MATERIALS AND METHODS

Sample sources

Five C. sumatraensis specimens, ten N. cranbrooki specimens, four N. evansi specimens, four M. gongshanensis specimens, and one N. baileyi specimen were obtained from the EHHM region (Figure 1), including three legs, 11 skulls, eight skins, and two dried meats (Supplementary table S4 for details). Samples were collected from ungulates that died naturally during multiple field expeditions and from specimens confiscated by forest police from hunters. All samples were initially identified based on morphological characters recorded in Groves & Grubb (2011). Only samples with a known locality were collected. All samples were dried and preserved in silica gel and deposited in the Southeast Asia Biodiversity Research Institute, Chinese Academy of Sciences, Myanmar Lab and the School of Life Sciences, Qinghai Normal University.

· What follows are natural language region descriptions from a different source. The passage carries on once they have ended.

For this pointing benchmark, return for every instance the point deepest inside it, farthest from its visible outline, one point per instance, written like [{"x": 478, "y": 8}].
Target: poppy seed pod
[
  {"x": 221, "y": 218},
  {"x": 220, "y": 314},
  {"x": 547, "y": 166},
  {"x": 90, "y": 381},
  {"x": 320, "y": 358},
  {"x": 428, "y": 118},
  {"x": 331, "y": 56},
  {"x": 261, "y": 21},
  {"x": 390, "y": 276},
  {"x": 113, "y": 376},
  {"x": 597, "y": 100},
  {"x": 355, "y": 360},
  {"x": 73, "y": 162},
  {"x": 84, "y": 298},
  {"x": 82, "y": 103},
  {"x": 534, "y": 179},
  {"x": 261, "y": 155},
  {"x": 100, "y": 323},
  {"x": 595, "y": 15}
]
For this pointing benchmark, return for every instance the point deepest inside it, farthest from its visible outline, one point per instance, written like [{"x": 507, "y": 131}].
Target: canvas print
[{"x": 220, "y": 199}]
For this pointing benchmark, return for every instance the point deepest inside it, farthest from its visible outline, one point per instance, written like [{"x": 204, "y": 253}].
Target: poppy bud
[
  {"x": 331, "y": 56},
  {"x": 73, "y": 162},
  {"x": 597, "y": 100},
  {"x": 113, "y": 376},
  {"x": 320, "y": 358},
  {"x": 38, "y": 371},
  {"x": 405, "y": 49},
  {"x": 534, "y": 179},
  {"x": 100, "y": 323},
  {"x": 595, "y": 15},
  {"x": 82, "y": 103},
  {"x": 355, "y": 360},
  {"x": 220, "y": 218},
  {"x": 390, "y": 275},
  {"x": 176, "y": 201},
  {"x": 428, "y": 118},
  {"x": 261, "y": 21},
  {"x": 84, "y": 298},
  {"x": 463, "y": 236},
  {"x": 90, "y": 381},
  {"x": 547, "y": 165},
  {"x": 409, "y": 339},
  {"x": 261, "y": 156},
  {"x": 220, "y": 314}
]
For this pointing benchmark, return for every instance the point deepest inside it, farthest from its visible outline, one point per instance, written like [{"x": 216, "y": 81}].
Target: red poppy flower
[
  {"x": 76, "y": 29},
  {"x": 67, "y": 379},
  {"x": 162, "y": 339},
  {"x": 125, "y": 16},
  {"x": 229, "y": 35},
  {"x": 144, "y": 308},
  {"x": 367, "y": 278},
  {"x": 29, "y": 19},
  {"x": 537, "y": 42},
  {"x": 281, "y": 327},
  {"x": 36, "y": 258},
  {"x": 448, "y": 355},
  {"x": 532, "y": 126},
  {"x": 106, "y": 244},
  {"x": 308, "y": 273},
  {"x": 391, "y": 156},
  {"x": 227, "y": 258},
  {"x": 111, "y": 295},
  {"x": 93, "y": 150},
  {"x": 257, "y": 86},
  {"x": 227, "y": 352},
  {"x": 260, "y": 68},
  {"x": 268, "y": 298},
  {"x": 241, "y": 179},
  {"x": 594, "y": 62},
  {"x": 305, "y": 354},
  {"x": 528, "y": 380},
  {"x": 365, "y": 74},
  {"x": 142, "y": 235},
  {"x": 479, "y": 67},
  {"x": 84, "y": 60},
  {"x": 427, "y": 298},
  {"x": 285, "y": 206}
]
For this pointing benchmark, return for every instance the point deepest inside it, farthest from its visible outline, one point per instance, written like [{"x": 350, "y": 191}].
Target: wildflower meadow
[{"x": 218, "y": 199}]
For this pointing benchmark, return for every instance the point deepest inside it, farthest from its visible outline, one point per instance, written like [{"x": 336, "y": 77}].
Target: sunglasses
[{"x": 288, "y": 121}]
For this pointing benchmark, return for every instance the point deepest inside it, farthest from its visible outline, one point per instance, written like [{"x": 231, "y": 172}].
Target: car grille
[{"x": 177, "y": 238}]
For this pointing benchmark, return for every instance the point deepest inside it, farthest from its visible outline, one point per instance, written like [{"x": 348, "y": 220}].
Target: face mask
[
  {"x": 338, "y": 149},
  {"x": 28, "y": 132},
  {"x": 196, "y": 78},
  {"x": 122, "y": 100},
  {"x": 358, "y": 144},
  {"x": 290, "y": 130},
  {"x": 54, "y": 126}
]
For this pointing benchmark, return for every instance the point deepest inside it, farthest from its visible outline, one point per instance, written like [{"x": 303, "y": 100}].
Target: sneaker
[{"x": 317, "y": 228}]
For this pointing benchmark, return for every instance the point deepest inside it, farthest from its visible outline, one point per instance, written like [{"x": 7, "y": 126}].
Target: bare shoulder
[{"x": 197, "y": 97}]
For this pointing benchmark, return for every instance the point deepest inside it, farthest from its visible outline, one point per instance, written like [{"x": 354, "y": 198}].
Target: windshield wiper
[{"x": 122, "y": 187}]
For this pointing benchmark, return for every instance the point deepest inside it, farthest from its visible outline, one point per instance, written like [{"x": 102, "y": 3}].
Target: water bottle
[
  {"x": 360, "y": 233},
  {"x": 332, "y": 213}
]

Figure  1.  Geographic information on Capricornis sumatraensis, Naemorhedus cranbrooki, Naemorhedus evansi, and Muntiacus gongshanensis samples with known sampling locations

Samples included those obtained and those downloaded from the NCBI, with different species marked with different colored dots. Map in the upper right corner marks all species samples with known geographical locations. Red box marks East Himalaya-Hengduan Mountains (EHHM) region. MT and CY represent Motuo and Chayu in Xizang, China; GS and DQ represent Gongshan and Deqin in Yunnan, China; BX represents Baoxing in Sichuan, China; NM represents northern Myanmar.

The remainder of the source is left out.